Mexican media worker Saul Tijerina killed in Ciudad Acuña

Saul Tijerina used a drone in his journlistic work. Photo: Facebook Policiaca Acuña.

HAVANA TIMES – Mexican authorities must undertake a swift and transparent investigation into the killing of media worker Saúl Tijerina Rentería, and determine whether he was targeted for his work, the Committee to Protect Journalists said today.

Tijerina’s family lost contact with him early in the morning of June 22, and his body was found near his vehicle in Ciudad Acuña, in the northern Mexican state of Coahuila, later that morning with multiple stab wounds, according to news reports.

Coahuila authorities announced the arrest of two suspects in the killing later that day.

Tijerina worked at a local factory and as a drone camera operator, and he provided footage to the Facebook-based news outlets La Policiaca and Noticias en la Web, according to those reports.

“In light of the deadly environment for the media in Mexico, including the recent killing of reporter Gustavo Sánchez in Oaxaca, it’s essential that authorities thoroughly investigate the killing of Saúl Tijerina Rentería and determine whether his journalistic work could have been the motive,” said Jan-Albert Hootsen, CPJ’s Mexico representative. “The cycle of violence and impunity for journalists in Mexico can only be broken by rigorous police work and prosecutions.”

La Policiaca editor Aldahir Mendoza told CPJ in a phone interview that a source familiar with the investigation told him that a message had been found near Tijerina’s body, but said he had not been told what the message said.

Mendoza told CPJ that Tijerina had worked for La Policiaca for about six months, and provided drone footage of news events and occasionally standard camera photography. The editor of Noticias en la Web, who asked not to be named out of fear for their safety, told CPJ that Tijerina had provided similar services for that outlet for about 10 months.

Tijerina’s most recent work for Noticias en la Web included providing footage of the national earthquake simulation on June 21, according to the editor, who added that Tijerina recorded footage of “all kinds of news, including sports and crime and security.”

“His name never appeared on the website, he took footage and other reporters would get the byline for the stories,” the editor told CPJ. Both editors said that they were not aware of any threats to Tijerina’s life, and said that their outlets had not recently received threats either.

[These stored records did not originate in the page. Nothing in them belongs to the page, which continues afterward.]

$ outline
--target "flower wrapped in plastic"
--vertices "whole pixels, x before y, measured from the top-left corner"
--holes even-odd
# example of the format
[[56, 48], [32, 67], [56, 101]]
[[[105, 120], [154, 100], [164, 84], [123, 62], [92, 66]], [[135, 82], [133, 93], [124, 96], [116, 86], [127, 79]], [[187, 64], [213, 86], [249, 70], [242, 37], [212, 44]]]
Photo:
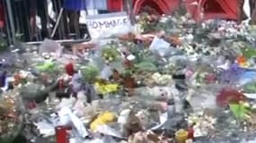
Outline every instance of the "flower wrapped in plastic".
[[3, 93], [0, 99], [0, 142], [11, 143], [23, 125], [23, 104], [19, 91]]

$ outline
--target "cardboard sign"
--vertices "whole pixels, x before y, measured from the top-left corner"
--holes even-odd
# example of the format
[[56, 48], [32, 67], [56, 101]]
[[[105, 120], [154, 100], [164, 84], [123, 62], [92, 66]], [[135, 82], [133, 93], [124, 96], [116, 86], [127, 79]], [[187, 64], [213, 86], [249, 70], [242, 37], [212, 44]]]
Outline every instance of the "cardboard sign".
[[91, 37], [99, 38], [128, 32], [131, 24], [126, 13], [114, 13], [88, 16], [87, 27]]

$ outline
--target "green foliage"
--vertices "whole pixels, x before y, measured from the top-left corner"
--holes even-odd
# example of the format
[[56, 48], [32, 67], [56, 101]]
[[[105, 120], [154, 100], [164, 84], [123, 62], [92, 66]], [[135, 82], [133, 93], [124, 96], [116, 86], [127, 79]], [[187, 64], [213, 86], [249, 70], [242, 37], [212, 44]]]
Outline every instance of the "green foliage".
[[238, 120], [244, 120], [245, 115], [248, 114], [249, 109], [243, 104], [230, 104], [230, 110]]
[[157, 67], [151, 62], [144, 61], [135, 65], [139, 72], [156, 72]]
[[119, 59], [119, 52], [115, 44], [106, 45], [102, 50], [102, 56], [108, 62], [113, 62]]
[[96, 65], [89, 64], [81, 68], [83, 80], [88, 82], [93, 82], [100, 74], [100, 69]]
[[245, 48], [242, 48], [241, 49], [243, 55], [246, 58], [246, 59], [250, 59], [252, 57], [255, 57], [256, 56], [256, 49], [253, 47], [245, 47]]

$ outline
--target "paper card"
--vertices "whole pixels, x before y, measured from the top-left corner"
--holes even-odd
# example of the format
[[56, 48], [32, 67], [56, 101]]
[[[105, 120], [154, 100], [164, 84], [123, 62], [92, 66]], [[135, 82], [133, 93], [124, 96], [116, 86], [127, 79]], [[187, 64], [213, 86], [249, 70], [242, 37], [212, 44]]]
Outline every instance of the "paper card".
[[170, 46], [171, 45], [163, 39], [154, 37], [149, 49], [153, 52], [156, 52], [161, 56], [165, 56], [172, 52]]

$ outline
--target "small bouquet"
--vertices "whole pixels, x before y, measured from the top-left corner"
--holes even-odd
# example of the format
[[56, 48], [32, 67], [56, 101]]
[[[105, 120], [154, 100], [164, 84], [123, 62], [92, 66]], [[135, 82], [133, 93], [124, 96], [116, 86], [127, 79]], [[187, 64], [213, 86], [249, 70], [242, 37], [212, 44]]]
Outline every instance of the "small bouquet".
[[102, 51], [102, 56], [107, 63], [116, 61], [119, 57], [119, 52], [113, 44], [106, 46]]
[[97, 76], [100, 75], [100, 69], [95, 65], [89, 64], [82, 67], [81, 72], [84, 81], [93, 82], [97, 79]]

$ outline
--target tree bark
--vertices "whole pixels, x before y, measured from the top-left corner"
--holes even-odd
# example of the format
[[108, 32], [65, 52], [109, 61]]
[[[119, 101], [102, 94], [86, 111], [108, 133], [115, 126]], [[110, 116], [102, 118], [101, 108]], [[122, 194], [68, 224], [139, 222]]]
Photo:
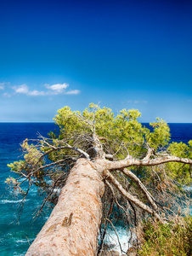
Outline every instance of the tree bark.
[[96, 255], [104, 189], [101, 174], [89, 160], [77, 160], [26, 256]]

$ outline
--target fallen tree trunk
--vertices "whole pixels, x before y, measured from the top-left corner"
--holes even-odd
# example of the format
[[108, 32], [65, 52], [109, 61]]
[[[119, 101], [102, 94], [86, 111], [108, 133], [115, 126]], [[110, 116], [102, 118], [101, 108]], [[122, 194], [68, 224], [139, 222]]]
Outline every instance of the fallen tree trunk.
[[57, 205], [25, 255], [96, 255], [104, 188], [93, 163], [78, 160]]

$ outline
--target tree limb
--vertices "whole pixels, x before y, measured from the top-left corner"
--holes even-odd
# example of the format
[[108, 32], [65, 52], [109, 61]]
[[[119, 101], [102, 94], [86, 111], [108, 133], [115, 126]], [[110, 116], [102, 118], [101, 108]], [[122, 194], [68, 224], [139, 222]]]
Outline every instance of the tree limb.
[[114, 176], [109, 171], [104, 171], [104, 175], [105, 178], [110, 181], [114, 184], [114, 186], [122, 194], [124, 197], [126, 197], [127, 200], [130, 200], [132, 202], [133, 202], [136, 206], [143, 209], [144, 212], [155, 216], [158, 220], [162, 222], [162, 219], [158, 213], [156, 213], [154, 210], [150, 208], [148, 206], [140, 201], [138, 198], [132, 195], [125, 189], [123, 189], [122, 185], [114, 177]]

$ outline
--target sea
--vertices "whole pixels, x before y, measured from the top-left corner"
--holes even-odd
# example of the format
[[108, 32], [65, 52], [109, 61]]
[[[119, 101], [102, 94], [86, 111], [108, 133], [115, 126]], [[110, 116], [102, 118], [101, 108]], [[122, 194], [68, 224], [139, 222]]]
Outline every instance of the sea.
[[[149, 126], [149, 124], [144, 125]], [[192, 124], [169, 124], [169, 126], [172, 141], [187, 143], [192, 139]], [[51, 212], [51, 209], [48, 208], [41, 217], [35, 218], [35, 212], [43, 199], [35, 186], [31, 187], [20, 212], [20, 195], [14, 195], [5, 183], [7, 177], [15, 176], [7, 165], [22, 157], [20, 144], [23, 140], [37, 138], [39, 134], [46, 137], [55, 129], [57, 127], [54, 123], [0, 123], [0, 256], [25, 255]], [[192, 190], [191, 187], [187, 189]], [[127, 230], [122, 227], [116, 227], [116, 230], [126, 249]], [[110, 242], [118, 243], [113, 230]], [[118, 247], [115, 249], [119, 250]]]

The editors told CPJ that they had heard that Tijerina had had “problems” with two of his coworkers at the factory, who they believed may have ties to a drug trafficking gang, but could not provide any further details.

Following the killing, Coahuila State Prosecutor Gerardo Márquez announced that authorities had apprehended two suspects, a 23-year-old identified as Lorenzo N., and 18-year-old Jordi Alejandro N., both allegedly members of a criminal gang. In a June 25 press conference, Márquez said that his office had not ruled out Tijerina’s media work as a possible motive, but that his office was also investigating whether Tijerina had a relationship with the gang.

CPJ repeatedly called the the Coahuila state prosecutor’s office for comment, but no one answered.

Mexico is the deadliest country in the Western Hemisphere for journalists, according to CPJ research. At least five journalist were killed there in direct relation to their work in 2020.